In short, the meritocratic argument that the traditional middle classes used to stake their claim on social prestige isn't one for the new middle classes in India: The new argument, consistent with the global phenomena of the changes in the nature of knowledge and expertise, is that success is luck, being in the right network and being able to speak well, which fit the existing Indian framework of relationships and recognition. If anyone wonders why there is not more demand for good education in India, despite the vast expansion of the middle classes (more than 100 million added to its ranks already), this should serve as an explanation: The emerging middle classes are looking for quick and easy ways to get credentials, rather than demanding education. This is indeed a global phenomenon, as underlined in Richard Arum and Josipa Roksa's groundbreaking study of 'Academically Adrift' students. The Indian Education has reached the 'Academically Adrift' phase straight on.

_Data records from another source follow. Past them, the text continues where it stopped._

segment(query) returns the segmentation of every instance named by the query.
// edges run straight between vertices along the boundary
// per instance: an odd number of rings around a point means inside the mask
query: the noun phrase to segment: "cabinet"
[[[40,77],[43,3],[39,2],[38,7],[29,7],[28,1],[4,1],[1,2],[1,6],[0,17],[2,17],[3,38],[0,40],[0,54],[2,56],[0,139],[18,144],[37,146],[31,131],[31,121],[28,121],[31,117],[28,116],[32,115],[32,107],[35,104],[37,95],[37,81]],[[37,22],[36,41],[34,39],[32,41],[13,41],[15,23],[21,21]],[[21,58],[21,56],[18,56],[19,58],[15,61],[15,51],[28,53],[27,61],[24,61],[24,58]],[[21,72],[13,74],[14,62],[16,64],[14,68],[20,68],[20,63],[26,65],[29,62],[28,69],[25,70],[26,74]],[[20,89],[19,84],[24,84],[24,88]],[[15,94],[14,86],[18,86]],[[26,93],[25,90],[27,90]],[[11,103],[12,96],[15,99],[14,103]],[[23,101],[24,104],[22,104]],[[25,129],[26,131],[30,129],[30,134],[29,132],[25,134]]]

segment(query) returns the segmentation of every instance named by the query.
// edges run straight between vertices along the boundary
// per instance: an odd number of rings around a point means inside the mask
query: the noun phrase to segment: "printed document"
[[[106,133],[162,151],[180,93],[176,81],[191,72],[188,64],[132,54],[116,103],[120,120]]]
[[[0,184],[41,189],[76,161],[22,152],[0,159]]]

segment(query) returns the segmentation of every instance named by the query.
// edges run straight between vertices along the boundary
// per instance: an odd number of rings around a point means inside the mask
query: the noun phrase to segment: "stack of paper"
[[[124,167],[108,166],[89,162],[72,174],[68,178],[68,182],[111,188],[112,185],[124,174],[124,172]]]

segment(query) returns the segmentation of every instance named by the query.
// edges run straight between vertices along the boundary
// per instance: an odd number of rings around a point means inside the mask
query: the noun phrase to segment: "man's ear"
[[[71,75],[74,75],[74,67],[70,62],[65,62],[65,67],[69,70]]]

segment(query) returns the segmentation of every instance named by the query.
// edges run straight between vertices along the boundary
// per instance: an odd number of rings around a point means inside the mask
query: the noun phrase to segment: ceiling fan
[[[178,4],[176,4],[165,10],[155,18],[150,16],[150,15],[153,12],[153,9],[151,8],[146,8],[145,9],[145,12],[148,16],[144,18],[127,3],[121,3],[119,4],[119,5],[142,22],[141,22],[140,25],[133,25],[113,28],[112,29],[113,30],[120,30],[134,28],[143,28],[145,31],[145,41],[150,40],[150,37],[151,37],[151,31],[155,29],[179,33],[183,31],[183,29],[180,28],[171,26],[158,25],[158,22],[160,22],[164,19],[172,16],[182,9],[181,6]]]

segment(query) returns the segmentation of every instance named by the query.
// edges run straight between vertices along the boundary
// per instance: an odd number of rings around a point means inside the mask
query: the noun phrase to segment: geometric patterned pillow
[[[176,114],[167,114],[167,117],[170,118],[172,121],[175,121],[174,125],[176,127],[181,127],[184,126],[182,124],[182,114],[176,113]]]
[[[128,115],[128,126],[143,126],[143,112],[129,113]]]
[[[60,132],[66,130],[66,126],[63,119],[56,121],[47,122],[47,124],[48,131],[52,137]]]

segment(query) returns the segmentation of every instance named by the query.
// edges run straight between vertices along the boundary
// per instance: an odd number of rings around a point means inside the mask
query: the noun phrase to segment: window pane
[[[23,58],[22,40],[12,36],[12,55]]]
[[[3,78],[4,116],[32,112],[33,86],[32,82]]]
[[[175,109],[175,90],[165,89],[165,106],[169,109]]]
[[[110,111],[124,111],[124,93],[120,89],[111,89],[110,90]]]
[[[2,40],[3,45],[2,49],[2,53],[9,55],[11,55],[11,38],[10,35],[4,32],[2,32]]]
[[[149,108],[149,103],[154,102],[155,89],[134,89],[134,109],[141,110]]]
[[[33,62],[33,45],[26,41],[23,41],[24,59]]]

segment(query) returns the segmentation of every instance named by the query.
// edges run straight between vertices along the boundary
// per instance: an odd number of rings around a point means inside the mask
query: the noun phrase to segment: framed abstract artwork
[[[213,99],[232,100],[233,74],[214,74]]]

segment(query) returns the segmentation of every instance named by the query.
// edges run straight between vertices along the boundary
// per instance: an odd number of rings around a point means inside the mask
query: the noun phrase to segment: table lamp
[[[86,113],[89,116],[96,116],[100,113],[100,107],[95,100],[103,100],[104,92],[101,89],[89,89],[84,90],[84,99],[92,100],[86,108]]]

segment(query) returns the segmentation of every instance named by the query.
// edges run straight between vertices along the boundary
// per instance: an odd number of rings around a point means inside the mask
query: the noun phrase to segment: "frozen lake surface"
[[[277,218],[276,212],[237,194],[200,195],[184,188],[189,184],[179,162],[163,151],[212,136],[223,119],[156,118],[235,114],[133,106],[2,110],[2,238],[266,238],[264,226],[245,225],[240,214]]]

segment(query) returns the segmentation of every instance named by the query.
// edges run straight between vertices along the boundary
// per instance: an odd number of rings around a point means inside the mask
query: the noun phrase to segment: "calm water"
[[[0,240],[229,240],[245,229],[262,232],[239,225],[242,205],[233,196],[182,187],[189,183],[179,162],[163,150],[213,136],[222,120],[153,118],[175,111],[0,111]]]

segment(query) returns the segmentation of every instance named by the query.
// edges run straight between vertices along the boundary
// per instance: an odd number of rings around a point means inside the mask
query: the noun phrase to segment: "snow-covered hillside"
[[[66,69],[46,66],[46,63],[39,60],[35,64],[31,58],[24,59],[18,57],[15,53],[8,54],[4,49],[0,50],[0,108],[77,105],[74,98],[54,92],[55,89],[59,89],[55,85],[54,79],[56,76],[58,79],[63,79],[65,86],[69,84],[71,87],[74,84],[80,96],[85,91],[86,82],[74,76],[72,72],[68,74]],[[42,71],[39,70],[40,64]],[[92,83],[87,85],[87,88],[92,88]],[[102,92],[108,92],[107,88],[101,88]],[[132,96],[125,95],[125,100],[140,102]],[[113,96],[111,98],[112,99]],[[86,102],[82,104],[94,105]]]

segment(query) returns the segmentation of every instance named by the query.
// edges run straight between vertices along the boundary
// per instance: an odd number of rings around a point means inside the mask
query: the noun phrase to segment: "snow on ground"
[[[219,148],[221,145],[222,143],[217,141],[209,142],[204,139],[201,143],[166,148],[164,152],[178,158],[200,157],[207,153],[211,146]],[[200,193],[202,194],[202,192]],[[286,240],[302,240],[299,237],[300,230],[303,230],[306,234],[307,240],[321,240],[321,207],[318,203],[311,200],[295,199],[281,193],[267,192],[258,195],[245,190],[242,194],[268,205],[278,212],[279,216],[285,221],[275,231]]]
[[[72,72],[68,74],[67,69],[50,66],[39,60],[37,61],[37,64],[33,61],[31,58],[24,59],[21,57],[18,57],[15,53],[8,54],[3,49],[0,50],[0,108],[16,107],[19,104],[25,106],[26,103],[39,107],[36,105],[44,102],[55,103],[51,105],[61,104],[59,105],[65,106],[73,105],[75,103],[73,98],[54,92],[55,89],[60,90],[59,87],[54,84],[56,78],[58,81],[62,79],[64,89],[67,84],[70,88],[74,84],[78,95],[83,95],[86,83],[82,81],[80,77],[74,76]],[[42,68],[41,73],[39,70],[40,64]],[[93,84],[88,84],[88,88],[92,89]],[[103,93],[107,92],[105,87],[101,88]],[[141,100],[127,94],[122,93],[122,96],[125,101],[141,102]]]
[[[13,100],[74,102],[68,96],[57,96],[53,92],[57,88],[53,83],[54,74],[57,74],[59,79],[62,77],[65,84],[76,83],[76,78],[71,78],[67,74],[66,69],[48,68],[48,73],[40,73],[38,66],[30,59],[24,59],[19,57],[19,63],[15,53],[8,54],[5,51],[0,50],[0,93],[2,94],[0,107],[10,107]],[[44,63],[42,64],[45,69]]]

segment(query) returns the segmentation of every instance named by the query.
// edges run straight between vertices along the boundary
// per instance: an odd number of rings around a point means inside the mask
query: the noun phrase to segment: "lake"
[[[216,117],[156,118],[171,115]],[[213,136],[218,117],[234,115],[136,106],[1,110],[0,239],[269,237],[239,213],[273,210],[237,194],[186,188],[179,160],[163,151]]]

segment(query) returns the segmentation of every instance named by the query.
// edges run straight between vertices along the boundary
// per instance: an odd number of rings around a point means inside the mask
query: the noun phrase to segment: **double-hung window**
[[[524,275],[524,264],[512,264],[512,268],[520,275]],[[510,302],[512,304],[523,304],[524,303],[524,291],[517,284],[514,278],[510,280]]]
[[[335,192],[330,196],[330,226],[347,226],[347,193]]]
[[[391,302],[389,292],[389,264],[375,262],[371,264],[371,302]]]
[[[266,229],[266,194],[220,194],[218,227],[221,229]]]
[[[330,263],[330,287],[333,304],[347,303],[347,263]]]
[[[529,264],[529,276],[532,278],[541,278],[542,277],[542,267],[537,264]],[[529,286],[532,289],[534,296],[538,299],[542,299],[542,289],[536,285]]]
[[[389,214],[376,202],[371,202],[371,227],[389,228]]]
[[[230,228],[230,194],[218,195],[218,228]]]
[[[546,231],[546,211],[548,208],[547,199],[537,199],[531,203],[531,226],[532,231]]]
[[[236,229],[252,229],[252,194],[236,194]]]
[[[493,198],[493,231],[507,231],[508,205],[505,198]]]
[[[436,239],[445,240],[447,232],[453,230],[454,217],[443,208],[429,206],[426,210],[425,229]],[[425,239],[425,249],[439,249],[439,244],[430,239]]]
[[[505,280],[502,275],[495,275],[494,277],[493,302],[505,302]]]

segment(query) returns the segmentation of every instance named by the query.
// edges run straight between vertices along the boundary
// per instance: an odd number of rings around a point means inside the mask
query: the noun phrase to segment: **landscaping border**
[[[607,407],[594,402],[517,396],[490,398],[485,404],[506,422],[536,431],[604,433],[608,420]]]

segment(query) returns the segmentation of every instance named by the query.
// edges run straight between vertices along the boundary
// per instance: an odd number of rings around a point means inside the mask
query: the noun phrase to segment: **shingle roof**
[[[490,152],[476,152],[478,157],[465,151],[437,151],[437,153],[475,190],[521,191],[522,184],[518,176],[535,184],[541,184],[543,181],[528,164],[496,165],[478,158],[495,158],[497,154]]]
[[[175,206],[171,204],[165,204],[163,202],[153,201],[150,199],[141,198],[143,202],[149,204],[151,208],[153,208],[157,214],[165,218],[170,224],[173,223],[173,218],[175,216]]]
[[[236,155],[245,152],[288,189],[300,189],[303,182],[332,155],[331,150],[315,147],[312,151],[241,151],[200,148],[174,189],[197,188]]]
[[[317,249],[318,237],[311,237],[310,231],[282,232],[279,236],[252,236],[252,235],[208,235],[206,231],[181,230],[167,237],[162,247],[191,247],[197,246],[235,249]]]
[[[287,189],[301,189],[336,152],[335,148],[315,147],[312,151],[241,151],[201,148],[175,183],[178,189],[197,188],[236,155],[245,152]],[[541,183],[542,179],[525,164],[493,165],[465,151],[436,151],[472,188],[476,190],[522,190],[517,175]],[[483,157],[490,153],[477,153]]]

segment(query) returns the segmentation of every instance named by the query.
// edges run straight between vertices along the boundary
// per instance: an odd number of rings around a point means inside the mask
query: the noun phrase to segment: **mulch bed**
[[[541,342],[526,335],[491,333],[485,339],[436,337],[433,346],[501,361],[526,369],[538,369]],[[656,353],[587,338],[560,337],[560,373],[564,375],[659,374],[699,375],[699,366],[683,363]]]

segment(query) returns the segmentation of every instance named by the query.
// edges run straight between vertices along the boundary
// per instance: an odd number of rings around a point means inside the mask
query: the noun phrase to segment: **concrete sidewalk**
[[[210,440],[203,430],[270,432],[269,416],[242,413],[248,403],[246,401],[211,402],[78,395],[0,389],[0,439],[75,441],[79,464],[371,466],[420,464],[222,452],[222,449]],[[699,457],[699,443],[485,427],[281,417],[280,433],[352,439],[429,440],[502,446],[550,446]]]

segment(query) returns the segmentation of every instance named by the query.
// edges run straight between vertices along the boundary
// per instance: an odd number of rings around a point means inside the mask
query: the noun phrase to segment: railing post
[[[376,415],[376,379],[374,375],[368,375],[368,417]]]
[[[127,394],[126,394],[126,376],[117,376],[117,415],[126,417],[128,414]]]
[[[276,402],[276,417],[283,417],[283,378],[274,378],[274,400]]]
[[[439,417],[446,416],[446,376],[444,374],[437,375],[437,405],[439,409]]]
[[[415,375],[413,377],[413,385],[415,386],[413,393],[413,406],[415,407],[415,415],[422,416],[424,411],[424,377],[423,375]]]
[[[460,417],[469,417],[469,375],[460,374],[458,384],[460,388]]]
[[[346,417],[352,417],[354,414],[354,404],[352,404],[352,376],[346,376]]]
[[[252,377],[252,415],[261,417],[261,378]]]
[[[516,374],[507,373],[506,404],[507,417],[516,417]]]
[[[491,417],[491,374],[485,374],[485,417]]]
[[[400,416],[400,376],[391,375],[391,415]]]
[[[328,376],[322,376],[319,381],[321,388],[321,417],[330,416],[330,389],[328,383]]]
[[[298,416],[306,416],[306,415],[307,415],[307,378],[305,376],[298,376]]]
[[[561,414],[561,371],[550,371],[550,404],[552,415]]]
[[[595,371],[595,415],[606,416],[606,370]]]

There are different conclusions to be drawn from this, but the key one is this: As someone put this to me recently, Education markets in India is often a romantic idea. That picture that one sees of emerging middle classes lapping up a good education offering because they had no good domestic alternative, does not happen. The Indian institutions know well how to attract this segment, and build shiny shopfronts and good promises at low price. Indeed, the demand is maturing and within a generation, good private universities are coming up in India. But the multiplier effect the International Officers at various universities talk about (and their Indian counterparts sell to them) isn't going to happen. Like any other market, one needs an India strategy, and this needs to be based on something other than just the magic of the emergence of a new middle class.